Intinya adalah perbedaan imply pilihan; pilihan imply judgment. Kita tidak bisa menghindar dari membuat judgment karena judgment sudah ada di kepala kita dan meresap dalam hidup. Konflik antara ekonomi dan piety (kebaikan) tidak hanya disebutkan dalam Gospel, namun juga oleh Dr. Johnson. Namun Keynes menunjukkan bahwa kemewahan yang orang kaya berikan dalam bentuk pekerjaan kepada si miskin adalah nyata. Namun ada yang berpendapat bahwa Anda tidak dapat membelanjakan uang untuk barang mewah tanpa melakukan hal baik bagi si miskin. Tidak demikian. Sebenarnya si kaya melakukan hal lebih baik dengan membeli barang mewah daripada memberikannya. Karena, dengan membeli barang mewah dia membuat orang miskin bekerja di industri; sedangkan jika si kaya memberikannya, maka dia membuat si miskin tetap menganggur. Namun, memang ada kebaikan dengan memberikannya secara langsung dalam bentuk donasi daripada membelanjakan uang untuk barang mewah meski ketika melakukannya pasti ada rasa kebanggaan juga. Jadi, ini pilihan, apakah si miskin industrious poor atau idle poor? Pay money or give money?
Catat bahwa orang bisa virtuous and sociable without self-denial. Namun sebaliknya, private vices (mementingkan diri sendiri misalnya) adalah public benefits, karena tanpanya tidak ada masyarakat yang dapat makmur atau berkembang.
Schumpeter juga menunjukkan adanya perbedaan antara tentara/politisi/diplomat dengan kaum burjois/pedagang/industrialis. Yang pertama sering mengatakan bahwa yang kedua rationalist dan tidak heroik. Precisely, tujuan mencari laba adalah yang merusak prestis dari kaum pebisnis. Karena ketika kekayaan mampu membeli segala bentuk penghormatan, dia tidak akan pernah mendapatkan penghormatan ini secara cuma-cuma.


Ilmu Ekonomi vs. Teologi
Ilmu ekonomi bukan hanya cabang dari teologi.
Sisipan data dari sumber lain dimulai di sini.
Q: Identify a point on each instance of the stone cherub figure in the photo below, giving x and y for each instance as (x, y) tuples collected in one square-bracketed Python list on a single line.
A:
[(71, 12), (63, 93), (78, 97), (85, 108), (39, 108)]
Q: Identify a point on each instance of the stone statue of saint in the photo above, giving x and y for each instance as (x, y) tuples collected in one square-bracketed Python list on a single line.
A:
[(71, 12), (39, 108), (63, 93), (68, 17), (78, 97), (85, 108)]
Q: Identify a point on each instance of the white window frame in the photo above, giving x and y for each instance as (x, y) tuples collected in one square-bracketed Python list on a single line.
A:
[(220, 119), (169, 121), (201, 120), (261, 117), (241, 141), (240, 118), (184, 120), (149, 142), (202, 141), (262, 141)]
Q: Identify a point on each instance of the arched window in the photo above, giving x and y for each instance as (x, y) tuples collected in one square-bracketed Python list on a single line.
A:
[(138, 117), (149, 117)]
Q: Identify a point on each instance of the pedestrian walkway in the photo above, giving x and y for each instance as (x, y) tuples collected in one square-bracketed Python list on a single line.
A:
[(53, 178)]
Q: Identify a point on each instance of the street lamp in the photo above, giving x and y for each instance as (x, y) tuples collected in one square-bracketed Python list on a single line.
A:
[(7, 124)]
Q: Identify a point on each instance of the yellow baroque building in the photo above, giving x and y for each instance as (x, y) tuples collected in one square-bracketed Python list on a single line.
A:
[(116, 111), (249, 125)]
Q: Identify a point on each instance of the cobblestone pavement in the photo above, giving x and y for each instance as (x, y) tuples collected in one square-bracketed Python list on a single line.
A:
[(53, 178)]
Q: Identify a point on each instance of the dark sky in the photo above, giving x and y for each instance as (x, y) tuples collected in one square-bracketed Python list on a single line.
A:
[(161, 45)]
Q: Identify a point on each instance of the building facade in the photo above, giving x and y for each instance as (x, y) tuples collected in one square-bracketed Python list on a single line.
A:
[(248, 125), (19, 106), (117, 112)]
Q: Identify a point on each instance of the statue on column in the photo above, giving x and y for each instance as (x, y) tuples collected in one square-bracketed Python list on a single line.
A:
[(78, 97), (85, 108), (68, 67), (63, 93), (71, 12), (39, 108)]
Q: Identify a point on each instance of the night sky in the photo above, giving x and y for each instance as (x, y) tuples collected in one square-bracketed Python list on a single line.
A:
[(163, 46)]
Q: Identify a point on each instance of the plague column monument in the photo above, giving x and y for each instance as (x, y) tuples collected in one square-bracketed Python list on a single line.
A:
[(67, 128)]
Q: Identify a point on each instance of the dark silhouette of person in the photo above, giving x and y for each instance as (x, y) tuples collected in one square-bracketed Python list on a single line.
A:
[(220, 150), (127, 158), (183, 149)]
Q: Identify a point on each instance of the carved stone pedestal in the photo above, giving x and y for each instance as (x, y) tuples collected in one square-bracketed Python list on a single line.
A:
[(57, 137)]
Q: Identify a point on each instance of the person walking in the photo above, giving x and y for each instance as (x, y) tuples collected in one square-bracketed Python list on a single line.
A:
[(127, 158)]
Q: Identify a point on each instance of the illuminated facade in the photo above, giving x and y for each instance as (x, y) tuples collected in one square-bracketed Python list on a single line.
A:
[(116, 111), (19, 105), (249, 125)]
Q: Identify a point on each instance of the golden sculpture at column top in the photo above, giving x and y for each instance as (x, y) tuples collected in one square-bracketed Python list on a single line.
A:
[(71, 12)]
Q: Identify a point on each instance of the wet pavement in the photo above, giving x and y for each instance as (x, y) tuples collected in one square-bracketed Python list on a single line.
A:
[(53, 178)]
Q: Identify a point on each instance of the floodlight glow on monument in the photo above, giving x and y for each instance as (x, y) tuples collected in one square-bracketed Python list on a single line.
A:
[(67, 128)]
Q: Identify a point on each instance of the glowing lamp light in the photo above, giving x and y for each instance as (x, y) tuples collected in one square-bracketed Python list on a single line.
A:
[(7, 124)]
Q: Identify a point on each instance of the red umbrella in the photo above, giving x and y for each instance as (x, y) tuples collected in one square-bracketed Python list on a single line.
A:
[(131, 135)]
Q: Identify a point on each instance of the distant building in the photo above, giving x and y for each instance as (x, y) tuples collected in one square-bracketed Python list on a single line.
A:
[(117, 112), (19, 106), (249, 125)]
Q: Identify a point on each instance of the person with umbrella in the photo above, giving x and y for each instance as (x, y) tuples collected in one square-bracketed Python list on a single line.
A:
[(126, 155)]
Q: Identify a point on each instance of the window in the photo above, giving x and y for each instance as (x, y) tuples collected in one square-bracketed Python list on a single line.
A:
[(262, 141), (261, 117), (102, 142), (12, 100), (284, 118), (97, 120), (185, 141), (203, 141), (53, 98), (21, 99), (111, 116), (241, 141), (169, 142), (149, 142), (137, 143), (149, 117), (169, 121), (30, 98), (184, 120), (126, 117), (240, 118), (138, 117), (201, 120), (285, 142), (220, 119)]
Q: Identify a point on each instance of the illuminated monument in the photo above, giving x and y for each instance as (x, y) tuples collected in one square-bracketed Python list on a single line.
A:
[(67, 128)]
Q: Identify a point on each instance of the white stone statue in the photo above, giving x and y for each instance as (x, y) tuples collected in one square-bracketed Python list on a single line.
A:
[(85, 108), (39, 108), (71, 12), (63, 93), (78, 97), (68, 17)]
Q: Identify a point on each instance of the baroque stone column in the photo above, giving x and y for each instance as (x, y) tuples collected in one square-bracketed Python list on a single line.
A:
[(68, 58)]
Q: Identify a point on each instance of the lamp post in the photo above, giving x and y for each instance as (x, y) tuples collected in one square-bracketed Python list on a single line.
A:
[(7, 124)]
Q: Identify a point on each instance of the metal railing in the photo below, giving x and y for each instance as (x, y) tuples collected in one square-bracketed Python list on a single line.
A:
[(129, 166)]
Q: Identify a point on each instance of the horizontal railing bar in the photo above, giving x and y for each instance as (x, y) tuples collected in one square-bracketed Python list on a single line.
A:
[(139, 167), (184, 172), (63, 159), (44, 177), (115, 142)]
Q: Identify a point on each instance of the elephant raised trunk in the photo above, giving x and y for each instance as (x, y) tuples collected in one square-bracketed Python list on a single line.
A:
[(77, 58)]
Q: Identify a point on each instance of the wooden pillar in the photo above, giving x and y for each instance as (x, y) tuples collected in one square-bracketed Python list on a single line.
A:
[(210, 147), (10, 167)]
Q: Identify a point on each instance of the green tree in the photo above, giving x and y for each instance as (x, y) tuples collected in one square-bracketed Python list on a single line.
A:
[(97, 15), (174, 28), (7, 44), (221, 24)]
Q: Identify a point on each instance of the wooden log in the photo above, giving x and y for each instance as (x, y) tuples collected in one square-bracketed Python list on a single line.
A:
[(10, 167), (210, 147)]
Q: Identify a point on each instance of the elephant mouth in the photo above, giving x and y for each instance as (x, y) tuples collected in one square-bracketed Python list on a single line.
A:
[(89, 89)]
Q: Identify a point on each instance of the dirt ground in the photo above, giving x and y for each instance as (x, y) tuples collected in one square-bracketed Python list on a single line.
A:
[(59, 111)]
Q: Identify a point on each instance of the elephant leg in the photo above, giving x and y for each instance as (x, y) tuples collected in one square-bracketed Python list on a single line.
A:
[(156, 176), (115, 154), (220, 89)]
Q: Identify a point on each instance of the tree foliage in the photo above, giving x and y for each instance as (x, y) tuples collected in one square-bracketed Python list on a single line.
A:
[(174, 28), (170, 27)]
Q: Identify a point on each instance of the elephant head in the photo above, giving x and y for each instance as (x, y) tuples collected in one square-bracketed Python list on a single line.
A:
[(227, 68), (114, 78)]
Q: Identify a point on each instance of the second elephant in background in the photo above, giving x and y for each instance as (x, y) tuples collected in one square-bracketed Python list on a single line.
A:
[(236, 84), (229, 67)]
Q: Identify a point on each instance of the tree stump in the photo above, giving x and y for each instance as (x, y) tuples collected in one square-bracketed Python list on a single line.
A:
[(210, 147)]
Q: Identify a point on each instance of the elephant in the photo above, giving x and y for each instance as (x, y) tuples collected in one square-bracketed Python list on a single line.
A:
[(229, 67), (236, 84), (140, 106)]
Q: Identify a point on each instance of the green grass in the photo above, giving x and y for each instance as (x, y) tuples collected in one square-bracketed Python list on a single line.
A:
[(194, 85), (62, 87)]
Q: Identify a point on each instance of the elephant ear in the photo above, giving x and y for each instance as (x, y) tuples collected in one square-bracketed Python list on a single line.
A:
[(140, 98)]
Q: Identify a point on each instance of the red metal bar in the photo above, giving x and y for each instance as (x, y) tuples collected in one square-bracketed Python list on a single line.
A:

Ekonomi berusaha keluar dari sentimen-sentimen dan berusaha memperolaeh status sebagai sebuah sains. Kita melihat tadi bagaimana proposisi metafisik bukan hanya mengekspresikan moral feelings, namun juga menyediakan hipotesis.
Metode ilmiah sama halnya seperti seekor gajah – ia exists, dapat dideskripsikan, namun tidak dapat didefinisikan. Pandangan umum mengenai asal generalisasi ilmiah mengatakan bahwa generalisasi ilmiah dilahirkan dari proses induksi melalui pengamatan kejadian-kejadian. Ketika seorang bertanya, mengapa kamu percaya bahwa matahari akan terbit esok? Jawabannya tentu saja bukan atas dasar induksi perilaku lalu. Dalam hal ini kita percaya ada teori tentang pergerakan planet yang mana prosesnya tidak diharapkan untuk berhenti keesokan harinya. Proses sains, menurut Professor Popper, adalah proses yang mencoba untuk disprove theories. Tubuh sains terdiri dari teori-teori yang belum di-disproved (gagal untuk dibuktikan).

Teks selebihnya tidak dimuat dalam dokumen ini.